EXPLORATEUR D’UNIVERS
Justement pour financer ses études supérieures, il travaille comme illustrateur et graphiste sur une série de romans graphiques français, ou, il fait défiler les images 2D sans vie, puis, part à la découverte de « l’art » de la 3D.
Il démarre dans l’architecture dans les années 75-80. C’est à cette époque, que les premières images de synthèse émergent des laboratoires. Curieux dans l’âme, il se lance à corps perdu dans l’exploration d’univers nouveaux où totalement libre, il peut -enfin- faire ce qu’il veut. Laissant libre cours à son imagination plutôt que de poursuivre dans l’architecture où il fallait se battre et patienter pendant 10 ans -parfois plus- pour pouvoir mener un projet à terme.

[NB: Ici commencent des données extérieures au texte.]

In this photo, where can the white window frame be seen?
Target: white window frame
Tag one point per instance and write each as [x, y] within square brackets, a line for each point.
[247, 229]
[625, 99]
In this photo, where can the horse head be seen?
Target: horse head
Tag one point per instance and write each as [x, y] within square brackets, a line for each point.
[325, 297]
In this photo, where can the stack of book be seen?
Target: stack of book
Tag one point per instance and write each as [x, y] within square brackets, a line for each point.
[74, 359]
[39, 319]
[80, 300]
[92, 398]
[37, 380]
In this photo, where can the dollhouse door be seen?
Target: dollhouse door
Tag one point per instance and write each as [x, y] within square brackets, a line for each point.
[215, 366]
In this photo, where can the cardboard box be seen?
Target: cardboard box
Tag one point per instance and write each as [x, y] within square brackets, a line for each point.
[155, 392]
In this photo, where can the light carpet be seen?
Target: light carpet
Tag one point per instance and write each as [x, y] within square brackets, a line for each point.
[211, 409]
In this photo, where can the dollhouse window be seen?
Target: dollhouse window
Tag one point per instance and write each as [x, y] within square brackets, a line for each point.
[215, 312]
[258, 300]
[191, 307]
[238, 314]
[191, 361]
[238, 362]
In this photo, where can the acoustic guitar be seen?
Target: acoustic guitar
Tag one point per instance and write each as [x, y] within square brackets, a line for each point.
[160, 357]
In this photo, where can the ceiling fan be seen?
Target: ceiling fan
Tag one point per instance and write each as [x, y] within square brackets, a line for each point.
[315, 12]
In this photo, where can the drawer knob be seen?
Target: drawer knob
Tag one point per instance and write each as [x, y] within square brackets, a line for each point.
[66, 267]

Avec un ami ingénieur, ils se lancent dans l’image de synthèse en développant des programmes alors totalement innovants. C’est pour cela que depuis le début, BUF développe ses propres outils. Ce qui constitue une partie intrinsèque de la culture originelle de cette entreprise. Progressivement, ils pénètrent dans le monde des effets spéciaux, en « jouant » avec les images.
En 1984, Pierre Buffin et Henry Seydoux (Futur Président de Parrot et père de Léa Seydoux) cofondent la société BSCA (Buffin Seydoux Computer Animation) à Paris et se fixent pour objectif le développement d’un outil complet de création 3D, à savoir : Modeling, animation, rendu, paint et montage.
Les effets numériques sont encore à un stade embryonnaire. L’ex-architecte pratique les effets qu’il obtient par la « magie » de l’outil informatique en élaborant des plans 3D en suivant le même processus industriel, créatif, exigeant et rigoureux que pour bâtir un immeuble.
Dans les années 80, aucun ordinateur n’est encore en mesure de pouvoir calculer et élaborer des images. Par conséquent ses trois ingénieurs fabriquent en interne leurs ordinateurs, soudent des cartes sur les unités centrales en marche. Aux Etats Unis, Pixar compte déjà 80 employés et pond un film par an. La concurrence affute ses armes et la guerre des pixels aura bien lieu. Pierre Buffin et ses équipes planchent eux sur des publicités la journée et, le soir, sur le court métrage d’animation Computer Home qui sera produit et réalisé entièrement en 3D en 1989 pour in fine une durée totale de 6 minutes.
Son premier film publicitaire est réalisé pour un nettoyant de salles de bains (Topps) qui remporte un franc succès et le lance définitivement.
Dans la seconde moitié des années 80, BUF se focalise sur la télévision avec des habillages numériques et des génériques sur la Cinq, M6 ou Canal + mais également avec la publicité (Thomson, Perrier avec l’utilisation d’une technique de « morphing » une première).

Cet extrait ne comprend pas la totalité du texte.